The UK’s Financial Conduct Authority (FCA) defended its strict cryptocurrency regulations, emphasizing the need for high standards to protect consumers and ensure market integrity.
After receiving criticism that its regulations are “too tough” and run the risk of inhibiting innovation, the Financial Conduct Authority (FCA) of the United Kingdom defended its approach to regulating the cryptocurrency business.
In a post on the FCA’s website on October 21, Val Smith, the head of payments and digital assets in the authorizations section, emphasized the importance of upholding strict standards. The post aimed to safeguard customers and uphold the integrity of financial markets.
“Relaxing our standards and creating a race to the bottom also won’t ensure people and our markets are protected or even work well.”
Smith predicted in his article that innovations built quickly on “unsafe, unregulated, and untrusted foundations” will most likely fail.
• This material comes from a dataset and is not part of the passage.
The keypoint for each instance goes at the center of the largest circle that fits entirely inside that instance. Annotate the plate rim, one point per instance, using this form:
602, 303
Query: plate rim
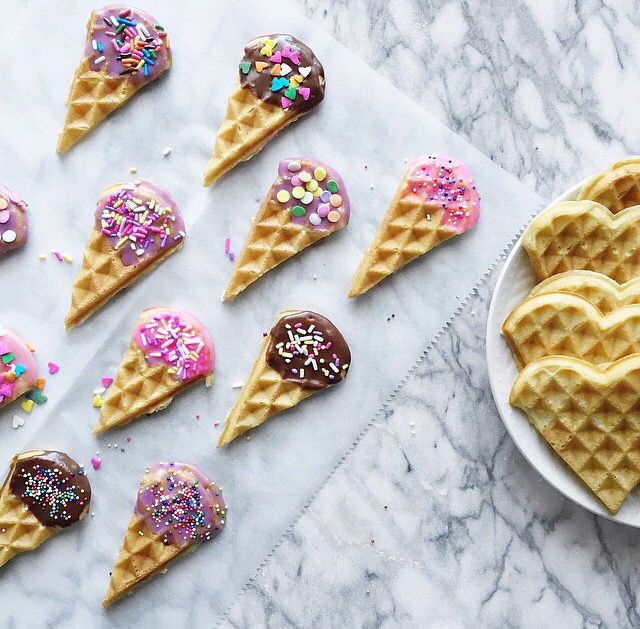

Smith rebutted the claims of certain critics who contend that the Financial Conduct Authority’s (FCA) high bar for crypto business registrations could impede the United Kingdom’s efforts to become a global leader in the financial sector.
He stated that the FCA’s strategy is necessary for the long-term development of the industry.In her statement, she emphasized the real-world risks that the Financial Crimes Enforcement Act (FCA) is striving to prevent, such as the financing of terrorist organizations, organized crime, and human trafficking. “Allowing illicit money to flow freely can destroy lives,” she said.
Smith noted that the complexity inherent in the registration process for cryptocurrency companies has been a source of disagreement; nevertheless, he emphasized that no application is denied “out of hand”. Instead, she stated that the Financial Conduct Authority (FCA) examines each company based on a thorough set of criteria, which includes the controls it has in place to prevent financial crime, the surroundings in which it operates, and the clients it intends to serve.
As far as Smith is concerned, this exhaustive screening procedure is essential in order to prevent dishonest individuals from entering the financial system. In spite of this, the local cryptocurrency community has been exercising resistance, describing the regulatory procedure of the agency as a “deterrent” to the business.
A self-regulatory trade association for the cryptocurrency business in the United Kingdom, CryptoUK, announced on September 12 that some of its members had “expressed reluctance” regarding the registration procedure by the Financial Conduct Authority (FCA), describing it as lengthy and complicated.
According to CryptoUK, only four of the 35 crypto business registrations from the previous year have received government recognition.During an interview with Cointelegraph, a spokeswoman for CryptoUK stated that the application is a significant request in terms of resources, people, and funds.
Despite the challenges, Smith asserted that the Financial Conduct Authority (FCA) remains committed to collaborating with prospective cryptocurrency enterprises. The FCA provides pre-application discussions and practical support throughout the registration process in order to assist businesses in attaining the necessary criteria.
In the rapidly developing field of technology, the Financial Conduct Authority (FCA) and the Bank of England (BoE) are continuing to make progress. At the beginning of October, they collaborated to establish a sandbox effort with the purpose of investigating the potential applications of digital ledger technology in the creation, maintenance, and settlement of financial securities.